Historically, many customers have struggled with the management of their contract portfolio, striving to align contracts with changing business priorities and to extract the full value from them. So the prospect of becoming the aggregator of the contracts themselves will fill some with dread.
That is not something that would be particularly unwelcome at vendors. Says David Jordan, the VP in IBM Europe: “We are pretty happy to transfer risk we previously carried over to the client. Costs would, however, fall for the customer too because in the past we used to factor that risk in.”
Today the average number of IT service providers used by European companies sits at around four. But that is likely to rise as the breadth of choice of delivery model becomes an increasingly important part of the outsourcing equation.

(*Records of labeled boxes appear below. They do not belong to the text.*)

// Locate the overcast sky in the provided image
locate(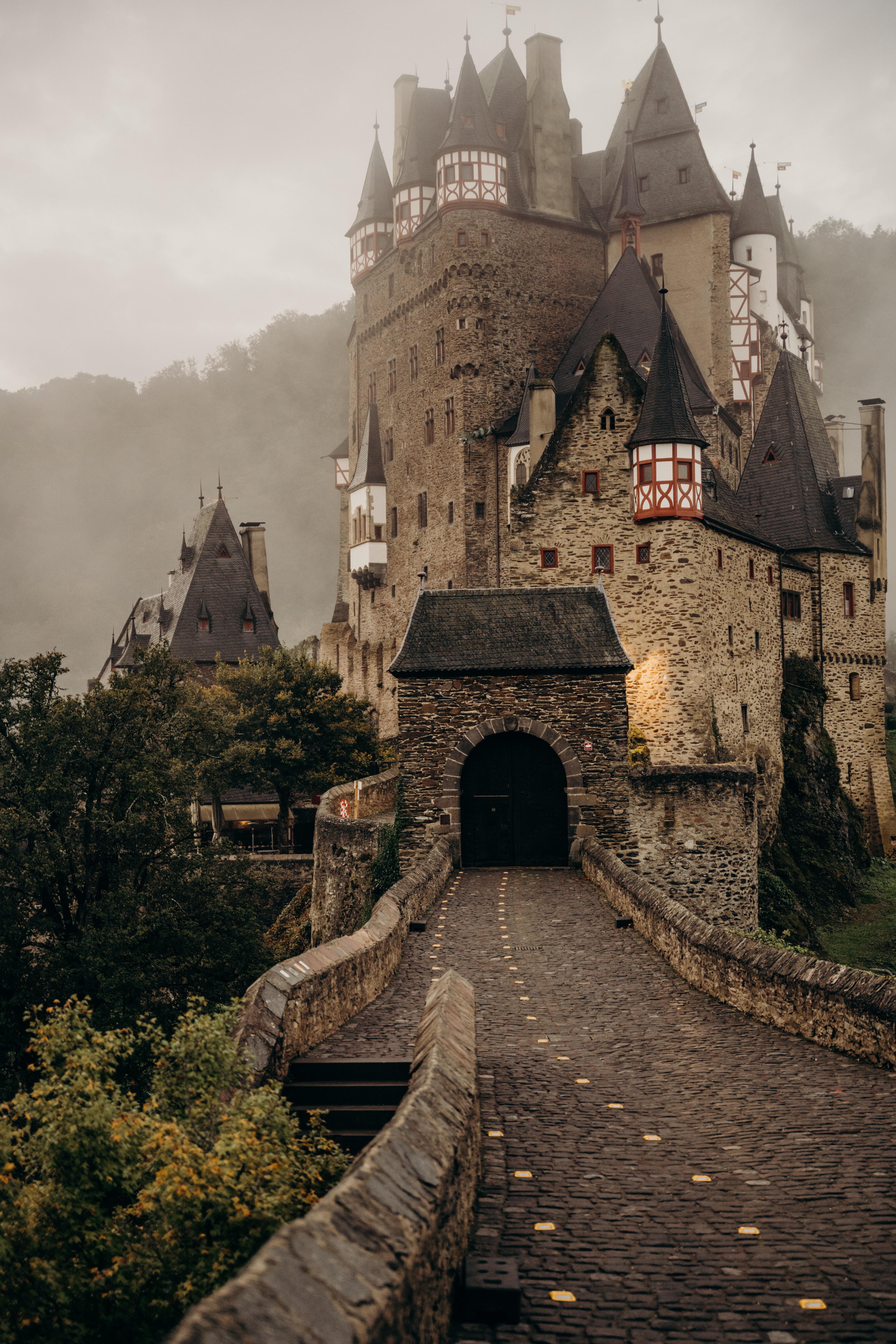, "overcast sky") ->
[0,0,896,388]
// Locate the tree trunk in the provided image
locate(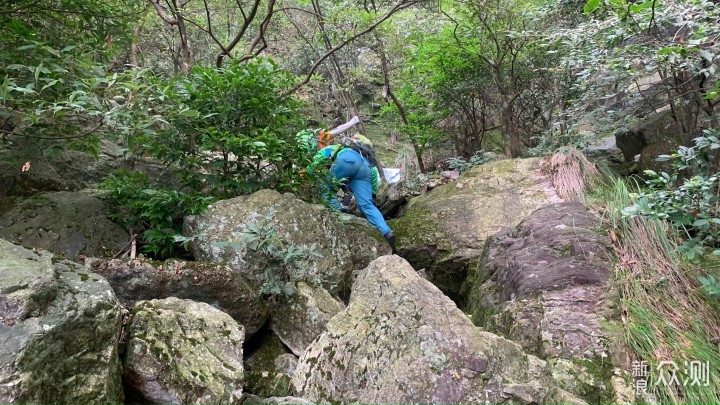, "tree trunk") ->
[312,0,367,134]
[377,41,425,173]
[501,101,522,158]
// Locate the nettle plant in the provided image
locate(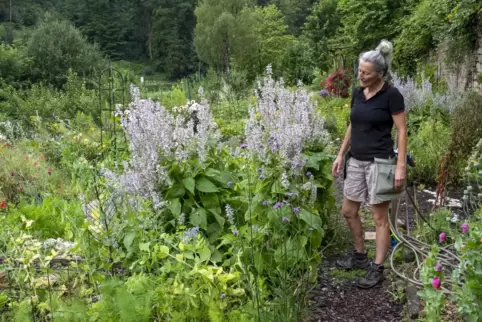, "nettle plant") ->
[87,68,334,320]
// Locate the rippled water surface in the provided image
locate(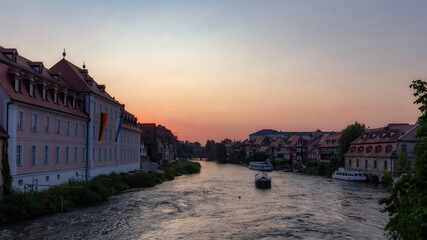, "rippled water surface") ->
[0,162,388,239]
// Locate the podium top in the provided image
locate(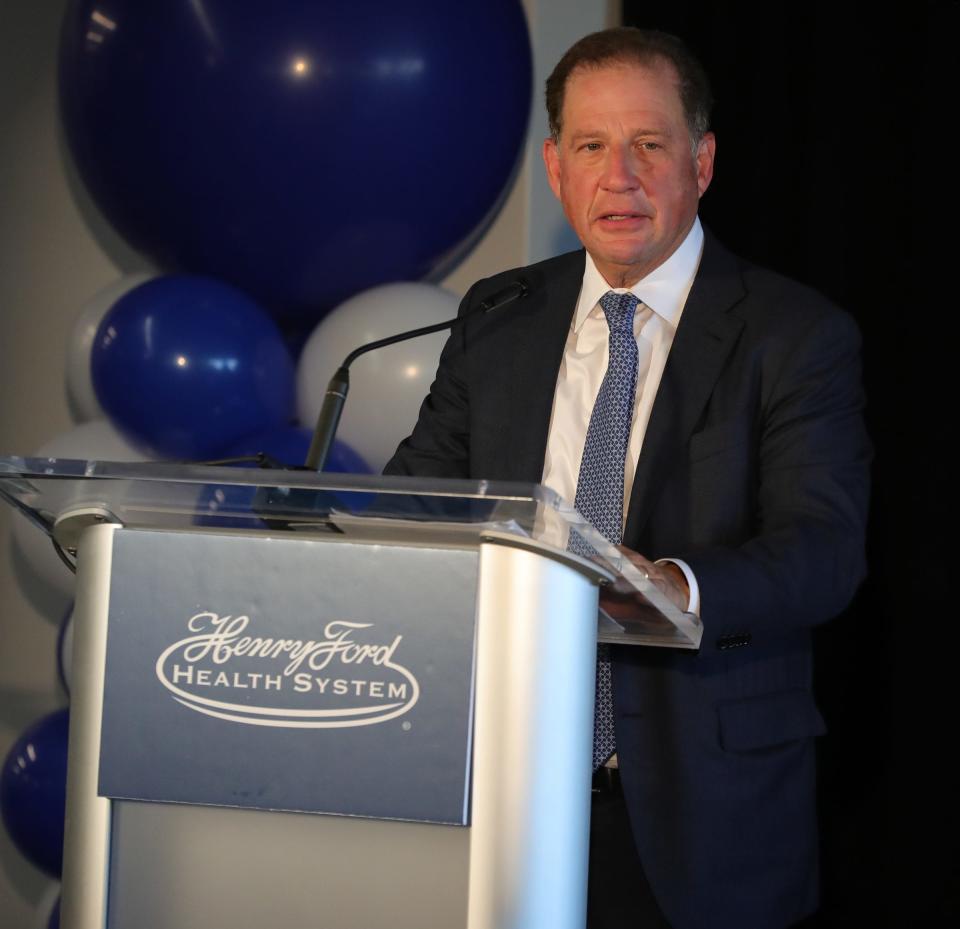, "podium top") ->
[0,457,702,648]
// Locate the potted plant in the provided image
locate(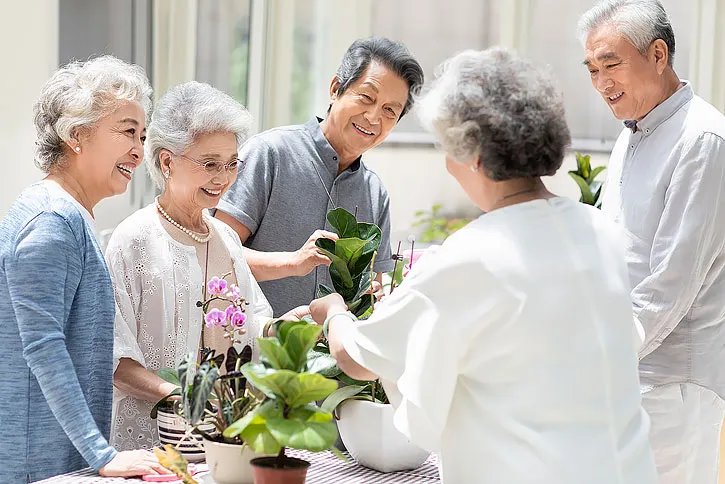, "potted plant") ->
[152,277,262,484]
[569,153,606,208]
[224,321,337,484]
[311,208,430,472]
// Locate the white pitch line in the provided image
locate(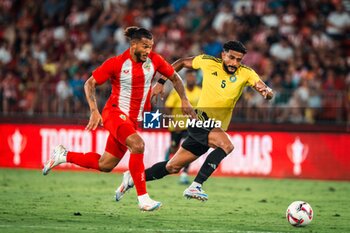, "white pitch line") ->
[0,224,288,233]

Certainly, in terms of global delivery, organisations are looking well beyond India. Already some of the Indian IT service behemoths, such as Satyam and Tata Consultancy Services, are investing in locations as diverse as Hungary and Brazil in order to maintain low costs and satisfy customers’ more diverse cultural and language requirements. “In Europe the language is incredibly fragmented,” says Som Sarma, VP of Satyam Europe. “One reason to set up in somewhere like Budapest is that the populace will often be bilingual.

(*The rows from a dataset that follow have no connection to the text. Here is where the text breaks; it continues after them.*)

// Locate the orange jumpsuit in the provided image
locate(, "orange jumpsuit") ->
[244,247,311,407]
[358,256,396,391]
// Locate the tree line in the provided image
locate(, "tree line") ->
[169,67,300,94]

Eastern European locations are also proving to be more flexible in other ways. Gartner research VP Ian Marriott underlines how governments in these developing outsourcing locations are playing an important role: “They want to encourage foreign investment and create a business environment where individual providers can sell themselves. New EU countries, or those like Romania who are candidate countries, are proving popular for investment by service providers.
This expansion, especially of the Indian providers, is driven by the need to ride the demand curve of offshore services while keeping costs low. “European [IT services] companies might aim for 20% to 25% annual growth – at a push – but the Indians are working within the parameters of 150% growth as the minimum,” says Roger Cox at Gartner. Indian salaries increased by 25% in 2004 and 15% in 2005, but less mature countries, like for example, Vietnam, will have lower wages.
The establishment of this additional tier of service delivery will be welcomed by many customers, giving them a wider set of on-site, near-shore as well as offshore options.
Vendors, too, are seeking to take advantage of more flexible work regimes. Sarma explains that while an Indian work permit takes between nine and 12 weeks to process, and a UK permit four, processing times in countries like the Czech Republic and Hungary can be as little as a fortnight. “Currently a lot of our programme managers are working in Hungary,” he says.
The creation of a truly global footprint is evidence of the maturing of the outsourcing market: so too is the standardisation and industrialisation that analysts are seeing. When it comes to IT-enabled services, “there is a continual battle between standardisation and customisation,” says Cathy Tornbohm, a research director with Gartner. “The vendors want the former, because it reduces costs, but the customers are pushing for the latter.”
Although at present standardised business processes account for less than 5% of the total business process outsourcing (BPO) market, turning business processes into distinct services, provided on a pay-as-you-go utility basis, promises to cut costs for companies even further. Sarma, however, thinks that customer attitudes to global sourcing still have some maturing to do first.
Part of that maturing involves a shift in emphasis away from cost. Gartner’s Marriott describes how many organisations initially went into outsourcing with the hope of making processes ‘cheaper, faster, better’ – in that order. But progressively their priorities are shifting to become ‘better, faster, cheaper’. And that will only fuel greater demand for delivery models that are multi-tiered.